During the well-known ensemble song “La Vie Boheme” in “Rent,” the cast gathers together on tables of a restaurant as they sing, dance and scream about their passions and all the things they are living for: “Emotion, devotion, to causing a commotion.”
“I think in that moment, you just feel so passionately connected to the things you feel strongly about,” DePalo said.
Matt Traina, who plays one of the leads, Mark Cohen, said his character is the one left out of this connection. While the other leads couple off and find support as their lives spiral deeper into misery, Cohen is left alone with his camera, detached from the world behind a lens.

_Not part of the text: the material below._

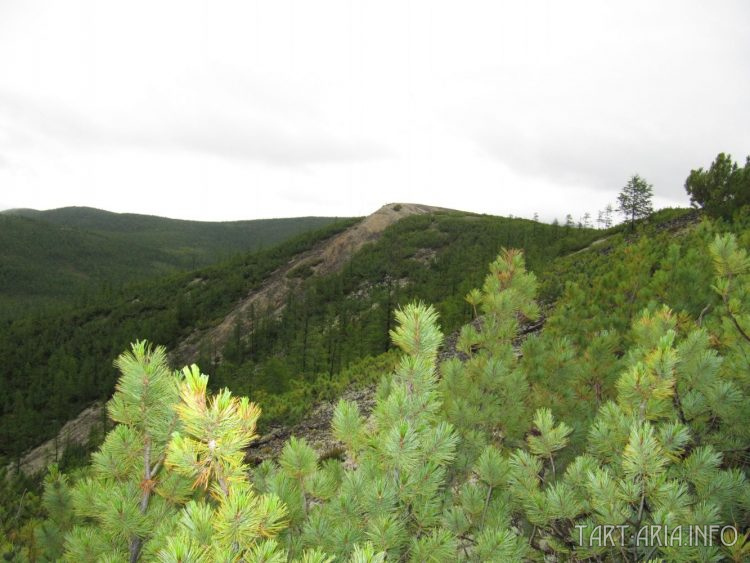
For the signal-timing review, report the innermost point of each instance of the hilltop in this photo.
(63, 257)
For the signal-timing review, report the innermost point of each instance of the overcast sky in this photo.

“Mark is really, when it comes down to it, alone. Although he comes off as this person who doesn’t seem to have too many huge problems,” Traina said. “He doesn’t have AIDS like some other characters do and he doesn’t have relationship problems. But that’s the thing—he’s alone.”

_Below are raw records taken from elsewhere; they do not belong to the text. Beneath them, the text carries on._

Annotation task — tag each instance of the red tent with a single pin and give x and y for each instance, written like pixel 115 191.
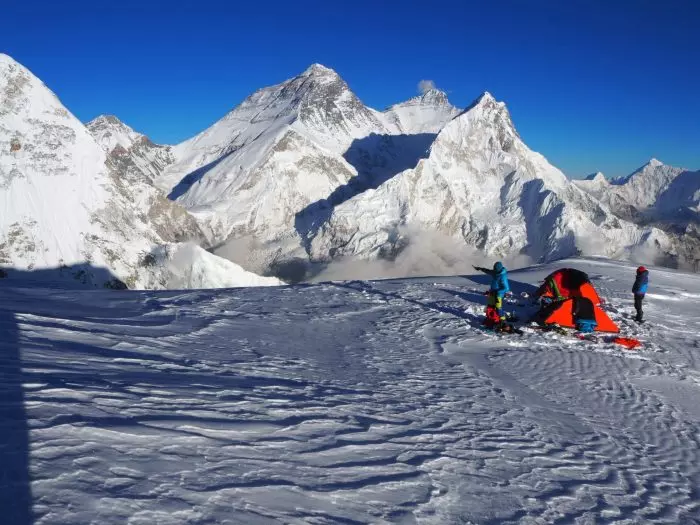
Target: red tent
pixel 567 312
pixel 574 299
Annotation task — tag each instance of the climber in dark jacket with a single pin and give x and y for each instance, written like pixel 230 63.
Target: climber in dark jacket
pixel 499 286
pixel 639 289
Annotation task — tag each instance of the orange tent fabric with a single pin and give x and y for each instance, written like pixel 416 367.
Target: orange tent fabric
pixel 562 314
pixel 587 290
pixel 566 283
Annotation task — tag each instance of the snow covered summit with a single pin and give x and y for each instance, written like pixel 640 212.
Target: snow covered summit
pixel 74 207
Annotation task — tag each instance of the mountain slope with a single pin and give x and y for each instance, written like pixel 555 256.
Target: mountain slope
pixel 65 202
pixel 427 113
pixel 347 402
pixel 119 140
pixel 482 185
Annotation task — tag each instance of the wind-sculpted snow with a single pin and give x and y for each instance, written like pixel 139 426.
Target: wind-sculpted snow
pixel 352 402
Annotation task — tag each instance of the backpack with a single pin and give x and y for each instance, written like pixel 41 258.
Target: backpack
pixel 584 315
pixel 492 317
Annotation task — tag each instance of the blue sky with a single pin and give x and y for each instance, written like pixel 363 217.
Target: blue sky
pixel 593 85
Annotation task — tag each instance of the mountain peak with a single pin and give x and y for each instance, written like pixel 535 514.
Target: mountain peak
pixel 103 120
pixel 434 97
pixel 319 70
pixel 485 99
pixel 6 59
pixel 596 177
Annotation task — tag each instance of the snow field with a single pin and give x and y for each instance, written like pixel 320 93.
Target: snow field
pixel 355 402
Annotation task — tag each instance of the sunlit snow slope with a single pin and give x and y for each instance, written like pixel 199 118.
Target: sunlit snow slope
pixel 347 402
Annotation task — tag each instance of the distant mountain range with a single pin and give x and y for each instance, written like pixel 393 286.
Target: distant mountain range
pixel 303 173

Traina said this loneliness also ties into the backstory of the original production of “Rent,” whose creator, Jonathan Larson, died before he saw it performed on stage.
For his solo “Halloween,” Mark is alone at a funeral, singing out his confusion, contemplating the past. “Why am I the witness?” he sings. “And when I capture it on film will it mean that it’s the end and I’m alone?”

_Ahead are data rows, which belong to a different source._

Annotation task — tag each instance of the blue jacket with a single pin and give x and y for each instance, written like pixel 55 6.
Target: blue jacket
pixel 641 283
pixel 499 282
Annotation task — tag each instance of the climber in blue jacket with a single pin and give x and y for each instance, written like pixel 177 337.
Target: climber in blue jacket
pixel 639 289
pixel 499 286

“I think the show principally is about a sense of community, a sense of belonging,” DePalo said. “And I think that it doesn’t have to still be 1989. It doesn’t have to be in the village of Manhattan. It can be any place anytime, and the desire to feel like you belong is still relevant.”
DePalo has seen the excitement spread across campus from presale tickets selling out on the second day within minutes – the first time she’s ever see that happen.
DePalo said the excitement is refreshing for student theatre because many are used to seeing the same small group of faces at every show.
“It’s just a show that people are desperate to see,” DePalo said. “That’s what’s so cool about ‘Rent.’ You don’t have to like theatre to like ‘Rent.’”
“Rent” will be performed at West Hall’s Blackbox Theatre Thursday at 8 p.m. and Friday and Saturday at 6 p.m. and 10 p.m. Tickets are $5, cash or GWorld, available for purchase day-of for each performance. There are 20-35 seats available.